Dataset	Evaluation Task	Language	Description
malhajar/mmlu_tr-v0.2	Lighteval MMLU	Turkish	Turkish adaptation of MMLU (Massive Multitask Language Understanding) v0.2 covering 57 academic subjects including mathematics, physics, chemistry, biology, history, law, and computer science. Tests knowledge and reasoning capabilities across multiple domains with multiple-choice questions.
malhajar/truthful_qa-tr-v0.2	Lighteval TruthfulQA	Turkish	Turkish version of TruthfulQA (v0.2) designed to measure model truthfulness and resistance to generating false information. Contains questions where humans often answer incorrectly due to misconceptions or false beliefs, testing the model's ability to provide accurate information.
malhajar/winogrande-tr-v0.2	Lighteval WinoGrande	Turkish	Turkish adaptation of WinoGrande (v0.2) focusing on commonsense reasoning through pronoun resolution tasks. Tests the model's ability to understand context, make logical inferences, and resolve ambiguous pronouns in everyday scenarios.
malhajar/hellaswag_tr-v0.2	Lighteval HellaSwag	Turkish	Turkish version of HellaSwag (v0.2) for commonsense reasoning evaluation. Tests the model's ability to predict plausible continuations of everyday scenarios and activities, requiring understanding of common sense and typical human behavior patterns.
malhajar/arc-tr-v0.2	Lighteval ARC	Turkish	Turkish adaptation of ARC (AI2 Reasoning Challenge) v0.2 focusing on science reasoning and question answering. Contains grade school level science questions that require reasoning beyond simple factual recall, covering topics in physics, chemistry, biology, and earth science.
malhajar/gsm8k_tr-v0.2	Lighteval GSM8K	Turkish	Turkish version of GSM8K (Grade School Math 8K) v0.2 for mathematical reasoning evaluation. Contains grade school level math word problems that require multi-step reasoning, arithmetic operations, and logical problem-solving skills to arrive at the correct numerical answer.

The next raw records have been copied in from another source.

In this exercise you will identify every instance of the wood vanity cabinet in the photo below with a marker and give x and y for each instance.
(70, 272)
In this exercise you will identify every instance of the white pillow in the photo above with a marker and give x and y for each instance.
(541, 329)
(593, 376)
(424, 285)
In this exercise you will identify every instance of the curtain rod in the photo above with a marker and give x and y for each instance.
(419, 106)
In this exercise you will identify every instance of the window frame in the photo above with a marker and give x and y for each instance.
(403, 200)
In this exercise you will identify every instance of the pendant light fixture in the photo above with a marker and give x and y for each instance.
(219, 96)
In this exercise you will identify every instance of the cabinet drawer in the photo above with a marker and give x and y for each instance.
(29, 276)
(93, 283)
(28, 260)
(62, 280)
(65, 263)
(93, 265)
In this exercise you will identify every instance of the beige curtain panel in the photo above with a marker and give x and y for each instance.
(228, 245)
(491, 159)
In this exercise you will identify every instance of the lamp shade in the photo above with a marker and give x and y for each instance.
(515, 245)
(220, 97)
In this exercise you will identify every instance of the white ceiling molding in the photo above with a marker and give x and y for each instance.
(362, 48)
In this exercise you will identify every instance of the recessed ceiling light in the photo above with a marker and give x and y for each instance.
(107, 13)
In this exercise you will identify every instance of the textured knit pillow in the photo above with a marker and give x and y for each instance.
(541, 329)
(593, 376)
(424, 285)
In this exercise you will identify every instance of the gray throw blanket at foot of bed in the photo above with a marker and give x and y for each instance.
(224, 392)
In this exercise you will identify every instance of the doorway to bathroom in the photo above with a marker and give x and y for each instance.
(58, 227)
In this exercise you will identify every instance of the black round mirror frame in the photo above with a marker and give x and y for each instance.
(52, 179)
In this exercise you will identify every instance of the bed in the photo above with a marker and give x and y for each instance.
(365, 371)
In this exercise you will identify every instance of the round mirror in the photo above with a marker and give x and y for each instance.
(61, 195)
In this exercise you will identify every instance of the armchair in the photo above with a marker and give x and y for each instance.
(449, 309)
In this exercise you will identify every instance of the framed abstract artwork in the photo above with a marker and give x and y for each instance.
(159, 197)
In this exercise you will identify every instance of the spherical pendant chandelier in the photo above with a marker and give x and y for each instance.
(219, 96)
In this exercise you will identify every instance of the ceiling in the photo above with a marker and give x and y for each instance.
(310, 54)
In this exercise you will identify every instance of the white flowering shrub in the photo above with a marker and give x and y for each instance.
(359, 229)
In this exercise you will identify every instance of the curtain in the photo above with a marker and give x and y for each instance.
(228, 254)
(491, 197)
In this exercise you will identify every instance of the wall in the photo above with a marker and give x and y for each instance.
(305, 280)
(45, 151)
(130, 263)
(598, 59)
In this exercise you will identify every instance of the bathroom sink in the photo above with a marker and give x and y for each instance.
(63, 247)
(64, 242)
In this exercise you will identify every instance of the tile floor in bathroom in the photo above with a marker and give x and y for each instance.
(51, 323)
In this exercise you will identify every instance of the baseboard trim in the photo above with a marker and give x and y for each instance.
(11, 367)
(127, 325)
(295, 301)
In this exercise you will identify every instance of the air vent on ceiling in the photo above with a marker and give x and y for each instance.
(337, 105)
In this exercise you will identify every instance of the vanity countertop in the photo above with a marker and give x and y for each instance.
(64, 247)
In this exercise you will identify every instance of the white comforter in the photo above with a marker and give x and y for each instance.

newmindai/mezura-eval-data	Auto-Arena	Turkish	mezura-eval dataset is a Turkish-language legal text dataset designed for evaluation tasks with RAG context support. The subsets include domains like Environmental Law, Tax Law, Data Protection Law and Health Law each containing annotated samples. Every row includes structured fields such as the category, concept, input and contextual information drawn from sources like official decisions.
newmindai/mezura-eval-data	EvalMix	Turkish	mezura-eval dataset is a Turkish-language legal text dataset designed for evaluation tasks with RAG context support. The subsets include domains like Environmental Law, Tax Law, Data Protection Law and Health Law each containing annotated samples. Every row includes structured fields such as the category, concept, input and contextual information drawn from sources like official decisions.
newmindai/mezura-eval-data	Retrieval	Turkish	mezura-eval dataset is a Turkish-language legal text dataset designed for evaluation tasks with RAG context support. The subsets include domains like Environmental Law, Tax Law, Data Protection Law and Health Law each containing annotated samples. Every row includes structured fields such as the category, concept, input and contextual information drawn from sources like official decisions.